For kicks, I cleansed the deck with a bit of sea salt and sandalwood incense (the energy around it felt kind of dead, probably from sitting forgotten at the bottom of a large junk box in the shed for the last decade), then tried to do a little reading with the deck.

Journey_to_the_West_Cartomancy_04Reading

Though Princess Iron Fan doesn’t quite correspond with my understanding of the Four of Hearts (or Four of Cups), she’s very Queen of Swords, which also happens to be my signifier. Even as a kid before introduction to tarot, I was really identifying with the Princess Iron Fan card in a signifier kind of way. So here she is again, Princess Iron Fan, my signifier.

Journey_to_the_West_Cartomancy_05CartoReading

I fanned out the cards just like I used to do as a kid, and drew three cards. I’m not reading with reversals, since the card backs are not reversible.

Journey_to_the_West_Cartomancy_06Reading

Joker (oops, I probably should have taken the two jokers out first), Queen of Clubs, which interestingly enough I had pulled out earlier to take a photograph of (see above) just to show an example of the card faces, and the Two of Hearts, another card that had also grabbed my attention before starting this reading. Nonetheless, as it always turns out, the Joker couldn’t be more apropos for my reading.

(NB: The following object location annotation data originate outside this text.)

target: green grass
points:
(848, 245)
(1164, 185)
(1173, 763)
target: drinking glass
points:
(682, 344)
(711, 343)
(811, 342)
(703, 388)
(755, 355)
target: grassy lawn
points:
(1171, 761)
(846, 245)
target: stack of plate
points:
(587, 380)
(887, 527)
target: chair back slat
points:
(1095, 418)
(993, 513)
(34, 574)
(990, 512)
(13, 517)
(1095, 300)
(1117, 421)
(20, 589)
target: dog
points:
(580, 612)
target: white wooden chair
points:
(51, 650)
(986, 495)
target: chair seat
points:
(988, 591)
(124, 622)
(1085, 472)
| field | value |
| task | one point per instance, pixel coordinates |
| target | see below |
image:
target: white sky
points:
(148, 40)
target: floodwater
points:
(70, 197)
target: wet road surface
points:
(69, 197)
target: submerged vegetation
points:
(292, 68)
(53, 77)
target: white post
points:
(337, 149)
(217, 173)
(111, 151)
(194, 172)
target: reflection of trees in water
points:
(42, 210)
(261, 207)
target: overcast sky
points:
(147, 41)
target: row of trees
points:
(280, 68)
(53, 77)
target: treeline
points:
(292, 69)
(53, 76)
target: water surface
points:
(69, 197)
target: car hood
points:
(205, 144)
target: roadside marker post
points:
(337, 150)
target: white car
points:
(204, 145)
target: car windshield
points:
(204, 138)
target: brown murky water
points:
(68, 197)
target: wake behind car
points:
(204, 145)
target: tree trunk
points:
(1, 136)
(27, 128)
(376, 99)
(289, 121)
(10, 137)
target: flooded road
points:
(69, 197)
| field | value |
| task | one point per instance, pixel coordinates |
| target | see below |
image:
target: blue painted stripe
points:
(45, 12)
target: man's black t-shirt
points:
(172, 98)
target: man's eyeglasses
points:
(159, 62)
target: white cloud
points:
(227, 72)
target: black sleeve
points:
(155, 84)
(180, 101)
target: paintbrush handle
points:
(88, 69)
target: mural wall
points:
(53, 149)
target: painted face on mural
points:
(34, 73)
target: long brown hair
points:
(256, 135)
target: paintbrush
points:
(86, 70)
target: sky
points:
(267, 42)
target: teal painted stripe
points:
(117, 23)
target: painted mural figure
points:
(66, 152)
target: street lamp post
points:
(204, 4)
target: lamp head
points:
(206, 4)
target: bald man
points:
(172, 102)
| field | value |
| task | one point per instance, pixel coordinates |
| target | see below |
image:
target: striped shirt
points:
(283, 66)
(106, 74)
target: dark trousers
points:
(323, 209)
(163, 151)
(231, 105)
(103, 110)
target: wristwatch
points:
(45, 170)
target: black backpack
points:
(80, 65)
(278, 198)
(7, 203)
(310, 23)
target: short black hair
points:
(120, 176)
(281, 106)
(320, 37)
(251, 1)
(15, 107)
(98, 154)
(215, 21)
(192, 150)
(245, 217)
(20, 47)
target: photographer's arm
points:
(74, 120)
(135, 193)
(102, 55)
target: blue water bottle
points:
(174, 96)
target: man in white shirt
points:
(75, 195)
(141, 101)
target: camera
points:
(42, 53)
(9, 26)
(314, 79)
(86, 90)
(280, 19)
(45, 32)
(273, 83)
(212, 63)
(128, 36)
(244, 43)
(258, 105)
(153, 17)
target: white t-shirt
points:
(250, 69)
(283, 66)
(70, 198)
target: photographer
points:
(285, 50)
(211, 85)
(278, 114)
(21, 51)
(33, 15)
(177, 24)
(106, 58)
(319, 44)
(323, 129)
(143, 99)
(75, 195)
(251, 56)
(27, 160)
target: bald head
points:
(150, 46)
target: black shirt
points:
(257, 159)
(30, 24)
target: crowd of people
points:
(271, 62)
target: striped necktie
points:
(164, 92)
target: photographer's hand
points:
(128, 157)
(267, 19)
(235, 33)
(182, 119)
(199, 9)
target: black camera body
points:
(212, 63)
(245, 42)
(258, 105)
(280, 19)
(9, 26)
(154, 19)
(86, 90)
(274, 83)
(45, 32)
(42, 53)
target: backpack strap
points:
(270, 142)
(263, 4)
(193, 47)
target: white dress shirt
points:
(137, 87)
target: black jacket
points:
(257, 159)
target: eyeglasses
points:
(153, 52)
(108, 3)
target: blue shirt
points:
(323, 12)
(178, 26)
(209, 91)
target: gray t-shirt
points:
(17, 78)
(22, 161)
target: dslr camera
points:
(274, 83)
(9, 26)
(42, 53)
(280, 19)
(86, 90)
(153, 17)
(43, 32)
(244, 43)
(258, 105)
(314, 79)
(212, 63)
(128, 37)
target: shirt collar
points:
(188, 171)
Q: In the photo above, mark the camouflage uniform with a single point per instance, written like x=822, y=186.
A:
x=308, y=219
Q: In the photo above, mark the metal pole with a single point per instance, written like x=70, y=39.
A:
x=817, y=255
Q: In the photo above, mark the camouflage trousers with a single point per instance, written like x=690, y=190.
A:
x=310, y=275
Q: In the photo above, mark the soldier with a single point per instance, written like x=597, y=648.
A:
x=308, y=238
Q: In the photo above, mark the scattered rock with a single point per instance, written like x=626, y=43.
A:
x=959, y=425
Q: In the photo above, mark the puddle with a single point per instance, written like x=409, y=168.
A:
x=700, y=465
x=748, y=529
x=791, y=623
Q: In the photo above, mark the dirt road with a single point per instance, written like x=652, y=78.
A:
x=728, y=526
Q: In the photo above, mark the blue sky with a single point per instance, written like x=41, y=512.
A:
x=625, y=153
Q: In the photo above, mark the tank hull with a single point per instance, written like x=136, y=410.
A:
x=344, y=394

The Goddess of Pushian or Samantabhadra (普賢菩薩) is a bodhisattva venerated in Mahayana Buddhism. In this deck, the bodhisattva is referred to as a goddess (she), but in other texts, the bodhisattva is a he. Samantabhadra corresponds with Buddhist action, the execution of wisdom, compassion, and practice. Samantabhadra teaches that wisdom and knowledge are only valued to the extent that you can put that wisdom and knowledge to action for the benefit of other living beings.

Oops, too late, Samantabhadra. The goddess brought sage advice, but I didn’t heed it. Again, a very relevant card for my reading, except I opted for the less wise, less compassionate route in that matter. =) I admit it.

The Yellow Robe Monster or Yellow Robe Demon (黃袍怪) is a personification of one of the 28 constellations in traditional Chinese astrology, through a sidereal chart rather than tropical. The story goes that the demon (prior to being a demon) fell in love with a celestial maiden and the two decided to elope. Heavenly authorities stopped them and as punishment, he became the Yellow Robe Demon and she was sent down to earth and reincarnated into a human princess (she became royalty; wow, what a punishment). The demon then somehow kidnaps said human princess and marries her. A ton of other stuff happens, which leads to that Monkey King protagonist facing off against the Yellow Robe Demon. In the end, the demon is defeated and Heavenly authorities send him up into the skies to, well, basically become one of the constellations. I’m pretty sure I have skewered the storyline. Some hard-core Journey to the West fan is going to get hostile and will probably chime in to correct me. Considering the Samantabhadra card and the matter this reading relates to, the Yellow Robe Monster makes sense here. Well-played, little deck, well-played.

In any case, I can’t believe this deck is still in my possession. I ended Holistic Tarot with a story about that deck and just as the book is geared up for pre-orders, by chance I stumble across the deck not even knowing it has been in my possession all along. Love it.